It starts in the ladies loos of a city-centre gay bar, like a gender-fluid Stags and Hens, the Russell comedy that premiered here at the Everyman in 1978. Mickey Jones as Cherry Brandy is a drag queen celebrating winning the MerseyPride Icon award. Preening and self-indulgent, she lauds it over best friend Heidi Handjob (Mariah Louca) while firing off scatter-gun put-downs of newcomer Pearl Reckless (Stefan Race) and token straight guy Mo (George Jones).

In James Baker’s production, the cast are all bravado and invective, laying into each other with an unyielding sense of pace. No joke goes by without being topped by another more merciless, still. No cutting comment goes unreturned, barbed and primed to hurt.
Yet, however pummelling their delivery, it is a front. Whether gay, transgender, non-binary or just curious, they use attack as the best form of defence.
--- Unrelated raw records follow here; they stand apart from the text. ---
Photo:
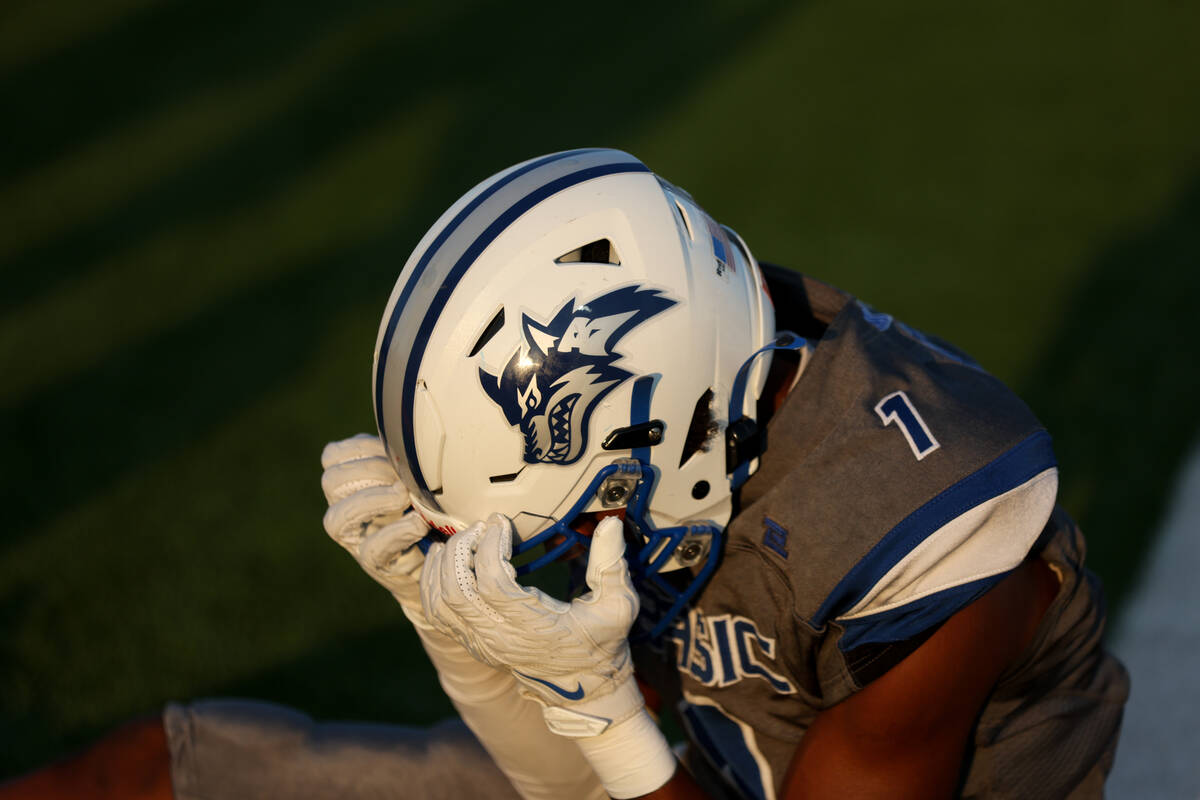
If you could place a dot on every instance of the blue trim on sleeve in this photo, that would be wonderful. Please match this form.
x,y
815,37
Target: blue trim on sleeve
x,y
909,620
726,749
1029,458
Behind the facade, they are as vulnerable as anyone, whether damaged by the rejection of their families or physically abused by insecure lovers.
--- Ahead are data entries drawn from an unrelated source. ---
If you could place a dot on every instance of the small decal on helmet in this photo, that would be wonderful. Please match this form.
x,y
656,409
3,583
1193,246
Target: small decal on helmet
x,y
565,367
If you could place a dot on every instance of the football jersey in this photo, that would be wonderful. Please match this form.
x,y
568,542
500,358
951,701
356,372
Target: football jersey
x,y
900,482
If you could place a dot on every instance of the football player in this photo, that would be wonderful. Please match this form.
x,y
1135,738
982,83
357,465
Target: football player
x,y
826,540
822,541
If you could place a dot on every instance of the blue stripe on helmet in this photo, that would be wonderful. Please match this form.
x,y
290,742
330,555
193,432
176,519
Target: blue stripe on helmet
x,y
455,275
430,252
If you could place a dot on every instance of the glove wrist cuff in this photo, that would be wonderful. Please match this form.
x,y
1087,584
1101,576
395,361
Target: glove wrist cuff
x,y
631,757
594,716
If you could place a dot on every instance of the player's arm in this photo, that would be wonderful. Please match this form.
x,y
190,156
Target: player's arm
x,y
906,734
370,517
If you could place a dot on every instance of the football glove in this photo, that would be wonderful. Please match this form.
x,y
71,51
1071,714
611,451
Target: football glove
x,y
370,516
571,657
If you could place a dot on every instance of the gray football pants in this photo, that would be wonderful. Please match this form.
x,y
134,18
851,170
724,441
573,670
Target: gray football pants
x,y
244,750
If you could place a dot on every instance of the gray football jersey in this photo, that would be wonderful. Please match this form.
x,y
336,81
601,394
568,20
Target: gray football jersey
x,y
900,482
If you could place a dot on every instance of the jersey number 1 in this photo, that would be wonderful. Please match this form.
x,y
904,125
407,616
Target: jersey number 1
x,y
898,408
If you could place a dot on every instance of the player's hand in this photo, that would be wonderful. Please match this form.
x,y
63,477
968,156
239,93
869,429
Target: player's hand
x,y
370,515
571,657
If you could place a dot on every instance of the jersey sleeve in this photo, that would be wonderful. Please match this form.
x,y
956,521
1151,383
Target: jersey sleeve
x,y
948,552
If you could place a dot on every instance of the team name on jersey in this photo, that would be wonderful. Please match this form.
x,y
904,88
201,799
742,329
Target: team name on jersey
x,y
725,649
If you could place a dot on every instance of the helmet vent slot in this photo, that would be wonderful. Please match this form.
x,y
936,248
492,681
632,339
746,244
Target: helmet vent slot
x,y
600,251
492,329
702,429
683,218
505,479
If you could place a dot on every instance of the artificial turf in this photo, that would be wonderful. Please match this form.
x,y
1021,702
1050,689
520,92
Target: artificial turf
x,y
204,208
As the simple impressionism of Ellie Light’s bathroom set switches to the cluttered realism of Cherry’s front room (the upstairs bedroom is an unwieldy distraction), we enter a long, darkly comic night of the soul. Larkin writes angrily about the violence meted out to his characters, but he is also withering about their shortcomings. Cherry, in particular, is too narcissistic to be a true friend, her affections as superficial as the wig she discards.
Yet for all the bleakness, the play remains uplifting, as if there is nothing a chorus of Set You Free can’t cure.